Mice that are unable to form RAGE due to a genetic defect will develop pulmonary fibrosis. The lungs are particularly susceptible to tissue damage, as they are in constant contact with the outside world through the air they breathe and are particularly exposed to environmental influences. In the animal model, the researchers succeeded in elucidating the hitherto unknown molecular mechanism of DNA repair under RAGE involvement and in identifying further important protagonists. If they introduced RAGE into the mice's lungs with the help of modified viruses, it was not only DNA repair that normalized: To the scientists' surprise, the scarred tissue regenerated and regained some of its functionality.

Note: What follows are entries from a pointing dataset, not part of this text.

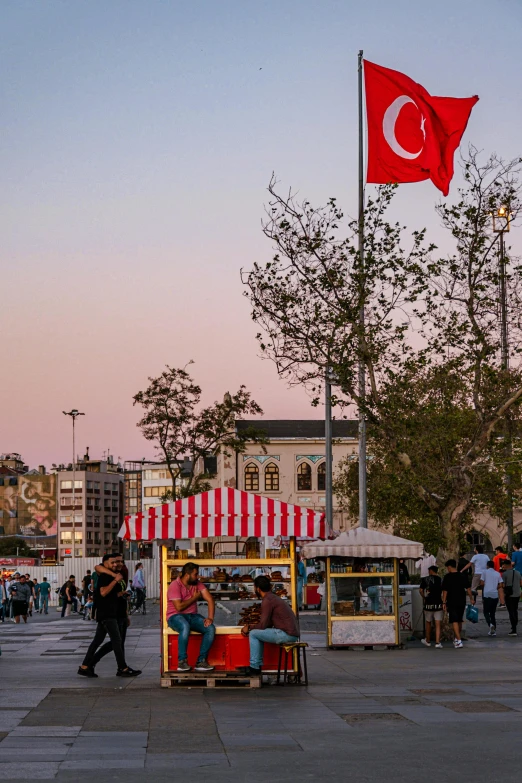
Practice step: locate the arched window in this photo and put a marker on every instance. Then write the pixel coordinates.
(304, 477)
(271, 478)
(252, 478)
(473, 538)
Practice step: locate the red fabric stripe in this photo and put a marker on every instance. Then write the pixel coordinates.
(165, 521)
(297, 521)
(204, 515)
(257, 517)
(191, 531)
(139, 526)
(218, 512)
(310, 517)
(149, 529)
(284, 520)
(243, 521)
(270, 521)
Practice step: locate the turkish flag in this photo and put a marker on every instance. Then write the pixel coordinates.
(412, 135)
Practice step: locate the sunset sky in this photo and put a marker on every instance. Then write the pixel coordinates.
(137, 140)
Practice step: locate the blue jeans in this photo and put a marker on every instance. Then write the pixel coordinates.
(184, 624)
(257, 639)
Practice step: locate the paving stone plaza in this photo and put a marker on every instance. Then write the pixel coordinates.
(374, 715)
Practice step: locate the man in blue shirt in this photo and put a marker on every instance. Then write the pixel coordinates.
(44, 588)
(516, 558)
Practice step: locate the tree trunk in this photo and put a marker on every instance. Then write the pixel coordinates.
(451, 524)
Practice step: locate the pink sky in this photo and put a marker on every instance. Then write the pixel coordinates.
(136, 147)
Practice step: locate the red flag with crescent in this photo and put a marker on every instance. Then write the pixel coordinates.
(412, 135)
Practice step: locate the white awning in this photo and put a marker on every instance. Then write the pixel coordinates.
(362, 542)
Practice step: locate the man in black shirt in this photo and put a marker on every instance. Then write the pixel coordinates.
(431, 592)
(454, 588)
(109, 590)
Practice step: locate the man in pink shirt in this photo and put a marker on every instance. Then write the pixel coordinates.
(182, 616)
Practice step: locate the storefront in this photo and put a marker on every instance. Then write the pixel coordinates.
(226, 513)
(362, 585)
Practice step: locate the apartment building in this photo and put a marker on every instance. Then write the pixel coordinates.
(89, 526)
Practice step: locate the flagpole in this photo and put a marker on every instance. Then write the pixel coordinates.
(363, 510)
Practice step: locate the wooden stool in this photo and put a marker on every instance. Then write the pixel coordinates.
(289, 647)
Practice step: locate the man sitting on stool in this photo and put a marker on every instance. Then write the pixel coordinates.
(277, 624)
(182, 616)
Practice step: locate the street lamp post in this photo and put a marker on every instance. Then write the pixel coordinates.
(501, 224)
(73, 414)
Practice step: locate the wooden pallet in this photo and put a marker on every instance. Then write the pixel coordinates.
(209, 680)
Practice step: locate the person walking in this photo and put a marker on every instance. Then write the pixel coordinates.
(492, 590)
(301, 581)
(454, 589)
(511, 578)
(516, 558)
(500, 555)
(44, 589)
(138, 584)
(277, 624)
(122, 611)
(68, 594)
(479, 561)
(431, 592)
(108, 590)
(34, 594)
(21, 596)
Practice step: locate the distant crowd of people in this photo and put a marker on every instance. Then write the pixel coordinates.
(21, 595)
(499, 579)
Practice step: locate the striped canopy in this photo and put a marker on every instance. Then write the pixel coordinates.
(362, 542)
(224, 512)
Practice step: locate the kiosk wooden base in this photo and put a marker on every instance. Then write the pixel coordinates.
(229, 652)
(215, 679)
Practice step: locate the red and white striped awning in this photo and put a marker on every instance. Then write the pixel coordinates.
(224, 512)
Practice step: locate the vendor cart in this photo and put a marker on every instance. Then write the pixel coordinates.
(362, 586)
(220, 513)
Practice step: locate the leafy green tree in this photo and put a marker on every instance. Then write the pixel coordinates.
(438, 396)
(184, 433)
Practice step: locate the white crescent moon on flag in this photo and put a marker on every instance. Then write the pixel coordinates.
(388, 127)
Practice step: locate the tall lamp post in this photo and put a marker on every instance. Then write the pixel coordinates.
(501, 224)
(74, 415)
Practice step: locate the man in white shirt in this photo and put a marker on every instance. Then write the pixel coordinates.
(493, 589)
(479, 561)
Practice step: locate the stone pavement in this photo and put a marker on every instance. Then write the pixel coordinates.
(409, 713)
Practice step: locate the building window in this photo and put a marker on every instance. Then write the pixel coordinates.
(154, 475)
(271, 478)
(153, 492)
(252, 478)
(321, 477)
(78, 484)
(304, 477)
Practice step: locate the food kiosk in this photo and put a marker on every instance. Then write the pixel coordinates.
(218, 514)
(362, 586)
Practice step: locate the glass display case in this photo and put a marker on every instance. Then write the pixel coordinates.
(362, 601)
(230, 581)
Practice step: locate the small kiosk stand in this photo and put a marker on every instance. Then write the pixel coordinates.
(219, 514)
(362, 586)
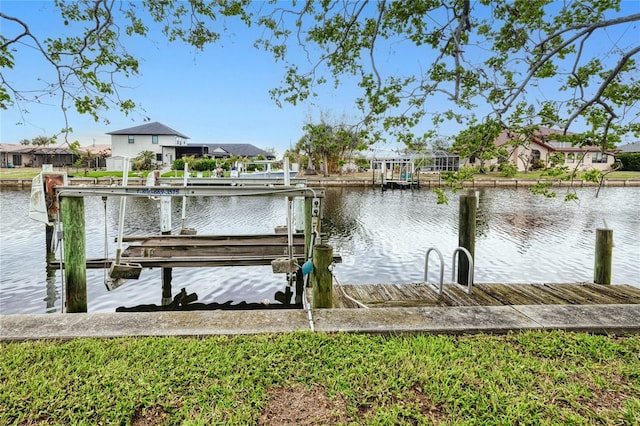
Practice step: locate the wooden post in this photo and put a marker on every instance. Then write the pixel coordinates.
(75, 257)
(321, 276)
(165, 229)
(604, 250)
(308, 226)
(466, 233)
(51, 272)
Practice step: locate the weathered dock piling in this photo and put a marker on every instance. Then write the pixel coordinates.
(604, 251)
(466, 233)
(75, 271)
(321, 276)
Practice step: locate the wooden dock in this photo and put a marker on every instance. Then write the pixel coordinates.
(413, 295)
(176, 251)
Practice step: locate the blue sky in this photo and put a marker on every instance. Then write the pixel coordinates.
(219, 95)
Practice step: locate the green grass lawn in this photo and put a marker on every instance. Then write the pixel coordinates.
(520, 378)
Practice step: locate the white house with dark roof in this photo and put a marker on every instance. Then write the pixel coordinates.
(223, 150)
(155, 137)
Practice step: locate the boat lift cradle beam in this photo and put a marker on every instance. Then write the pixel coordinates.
(189, 191)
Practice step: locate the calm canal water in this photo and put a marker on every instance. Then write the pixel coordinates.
(382, 238)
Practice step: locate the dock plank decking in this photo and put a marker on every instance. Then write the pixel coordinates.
(407, 295)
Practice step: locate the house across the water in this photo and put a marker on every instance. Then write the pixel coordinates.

The sirtuin SIRT6 is found in the nucleus and repairs single-strand and double-strand DNA repair. Deficiencies in SIRT6 result in mutations, senescence and tissue fibrosis, or cancer. With age, SIRT6 activity declines, and more of these diseases result. Probably the main cause of this decline in activity is that there is not enough metabolically available energy to accomplish the repair of complex breaks like the double-strand DNA breaks.
Not a surprising result. Tinkering with the AGE receptor seems like a waste of time to me.
The lungs are one of the areas in which cellular turnover is particularly fast, and hence pulmonary fibrosis is known as a telomere disease. Therefore it is not suprising that a loss of the ability to repair DNA damage would very quickly lead to increased cellular senescence and hence fibrosis. Given what we know of the importance of senescence in wound repair (where it is important to seal it off quickly, rather than to heal it back to its previous state), I wonder if it would be possible to upregulate DNA repair in specific areas of the skin to remove scarring?
Could it be: if you have a lot of AGEs then RAGE will be downregulated and you'll get fibrosis, if you have few AGEs then RAGE will be upregulated and revert fibrosis?
Nevermind, it looks like the explanation is that RAGE has a different role inside of cells, that of DNA repair.